« I was born in this building
It was the first Tuesday I had ever seen
And if I live to see tomorrow
It will be my Tuesday number 2119 »
Mars 2014. Daniel Gildenlöw, frontman de
Pain of Salvation, a contracté une fasciite nécrosante, infection bactérienne mortelle. Son pronostic vital engagé, il est hospitalisé en urgence à Uppsala en Suède dans l'établissement qui l'a vu naître le mardi 5 juin 1973. Lors cet autre mardi bien plus tragique où il retourne sur le lieu de sa naissance, il frôle la mort : c'est la raison pour laquelle il espère avec fatalisme vivre le deux mille cent dix-neuvième mardi de son existence.

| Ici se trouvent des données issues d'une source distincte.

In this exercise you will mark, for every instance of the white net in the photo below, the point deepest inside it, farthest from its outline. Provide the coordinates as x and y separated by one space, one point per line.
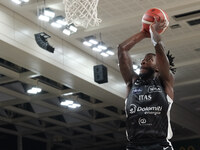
82 12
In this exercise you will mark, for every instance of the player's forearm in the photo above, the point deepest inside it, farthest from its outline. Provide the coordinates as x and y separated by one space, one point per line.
130 42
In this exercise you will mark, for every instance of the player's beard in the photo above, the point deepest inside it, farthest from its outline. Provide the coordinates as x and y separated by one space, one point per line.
150 72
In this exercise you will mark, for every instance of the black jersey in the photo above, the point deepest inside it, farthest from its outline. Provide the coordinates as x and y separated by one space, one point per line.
148 112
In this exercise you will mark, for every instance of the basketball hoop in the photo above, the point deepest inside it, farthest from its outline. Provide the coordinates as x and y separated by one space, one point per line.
82 12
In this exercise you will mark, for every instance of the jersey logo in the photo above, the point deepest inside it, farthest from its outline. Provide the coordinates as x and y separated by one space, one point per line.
143 122
133 108
145 97
153 89
137 90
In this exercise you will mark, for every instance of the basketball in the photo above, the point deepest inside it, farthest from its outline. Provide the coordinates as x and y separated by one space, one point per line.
148 18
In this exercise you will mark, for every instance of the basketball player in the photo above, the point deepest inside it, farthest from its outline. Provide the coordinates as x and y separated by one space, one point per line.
150 94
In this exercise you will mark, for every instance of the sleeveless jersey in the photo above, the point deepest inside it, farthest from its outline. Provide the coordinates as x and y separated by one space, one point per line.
147 110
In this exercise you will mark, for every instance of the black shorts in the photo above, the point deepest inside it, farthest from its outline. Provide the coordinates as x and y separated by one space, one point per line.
166 145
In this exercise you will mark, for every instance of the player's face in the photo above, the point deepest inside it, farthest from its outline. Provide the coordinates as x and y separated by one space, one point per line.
148 64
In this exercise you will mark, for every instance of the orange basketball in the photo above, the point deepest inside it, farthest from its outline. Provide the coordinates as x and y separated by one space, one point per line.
148 18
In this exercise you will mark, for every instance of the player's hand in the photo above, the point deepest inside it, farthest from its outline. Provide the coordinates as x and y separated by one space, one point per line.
158 25
154 29
145 33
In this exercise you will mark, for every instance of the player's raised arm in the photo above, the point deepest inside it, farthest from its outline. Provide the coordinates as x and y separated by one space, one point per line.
125 62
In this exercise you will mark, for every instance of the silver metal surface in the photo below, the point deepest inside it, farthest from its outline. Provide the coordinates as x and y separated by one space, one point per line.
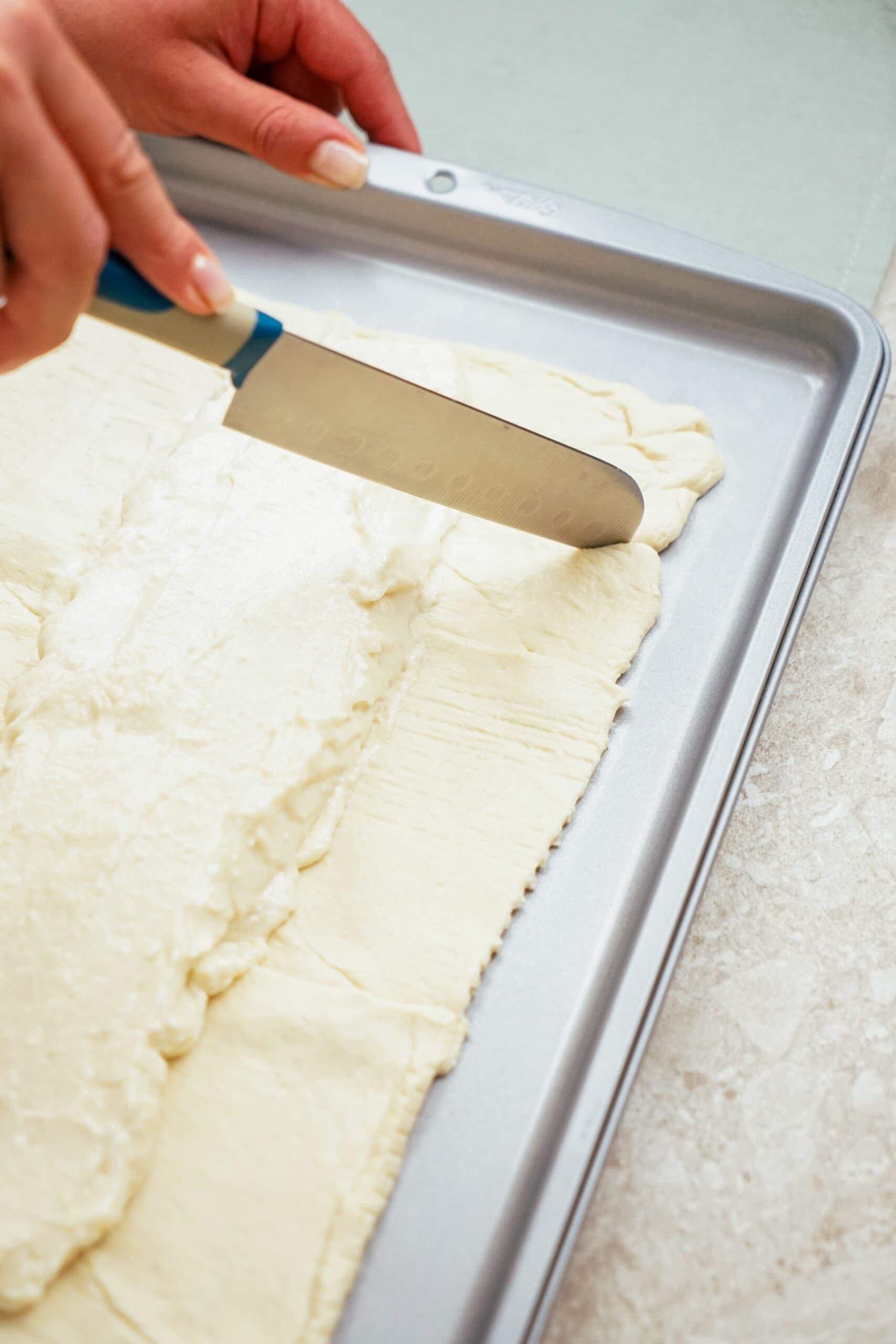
508 1147
338 411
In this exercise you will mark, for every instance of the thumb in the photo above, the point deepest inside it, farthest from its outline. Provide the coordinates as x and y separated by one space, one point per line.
293 136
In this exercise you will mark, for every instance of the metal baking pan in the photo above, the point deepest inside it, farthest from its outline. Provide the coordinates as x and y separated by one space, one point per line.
790 374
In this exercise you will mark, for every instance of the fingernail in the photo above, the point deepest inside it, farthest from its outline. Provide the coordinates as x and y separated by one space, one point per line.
339 164
212 282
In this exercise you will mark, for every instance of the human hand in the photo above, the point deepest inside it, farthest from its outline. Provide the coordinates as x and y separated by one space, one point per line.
268 77
73 181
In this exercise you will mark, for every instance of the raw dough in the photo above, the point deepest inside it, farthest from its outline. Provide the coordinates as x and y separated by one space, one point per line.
493 742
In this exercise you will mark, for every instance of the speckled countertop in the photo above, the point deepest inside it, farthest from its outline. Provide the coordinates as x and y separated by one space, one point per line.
750 1195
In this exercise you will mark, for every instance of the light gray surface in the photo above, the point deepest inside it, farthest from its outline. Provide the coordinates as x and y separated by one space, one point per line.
767 125
785 374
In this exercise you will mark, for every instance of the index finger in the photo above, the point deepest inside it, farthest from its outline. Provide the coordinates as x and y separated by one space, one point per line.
143 219
336 47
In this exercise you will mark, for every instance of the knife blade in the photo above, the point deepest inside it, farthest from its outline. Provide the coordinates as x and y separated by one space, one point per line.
339 411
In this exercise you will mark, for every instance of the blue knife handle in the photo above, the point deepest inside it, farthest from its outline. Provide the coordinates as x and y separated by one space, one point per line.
236 340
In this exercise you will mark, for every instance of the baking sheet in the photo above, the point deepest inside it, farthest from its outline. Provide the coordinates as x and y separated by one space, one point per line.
789 374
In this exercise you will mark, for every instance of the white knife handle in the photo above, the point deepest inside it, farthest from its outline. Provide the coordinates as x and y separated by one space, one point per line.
236 339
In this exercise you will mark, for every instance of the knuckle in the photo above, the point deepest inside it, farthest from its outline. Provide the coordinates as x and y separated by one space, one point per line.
128 167
13 84
273 132
22 25
88 245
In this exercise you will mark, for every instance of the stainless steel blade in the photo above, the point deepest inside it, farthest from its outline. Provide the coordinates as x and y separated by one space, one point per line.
338 411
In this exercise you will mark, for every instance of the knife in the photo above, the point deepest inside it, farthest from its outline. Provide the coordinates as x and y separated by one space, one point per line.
349 414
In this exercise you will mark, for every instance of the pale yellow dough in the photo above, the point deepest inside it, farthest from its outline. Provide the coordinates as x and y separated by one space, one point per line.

Notre homme le vivra, à la faveur d'une thérapie de plusieurs mois, passée enfermé dans une chambre. Mieux même, durant les moments où la maladie le laisse tranquille, il écrit des pages et des pages sur sa perception des choses durant ces temps terriblement incertains, notamment les vers utilisés pour introduire cet album et cette chronique. Cette terrible épreuve avait de quoi donner un sacré coup de fouet à son groupe formé en 1991 en Suède, après le diptyque des
Road Salt (2010, 2011) et
Falling Home (2014). Entouré par Léo Margarit (batteur), Daniel Karlsson (claviers), Gustaf Hielm (basse) et Ragnar Zolberg (guitare), il sort
In The Passing Light of Day trois ans après cet événement qui aura occasionné de nombreuses crises existentielles. Un vendredi 13.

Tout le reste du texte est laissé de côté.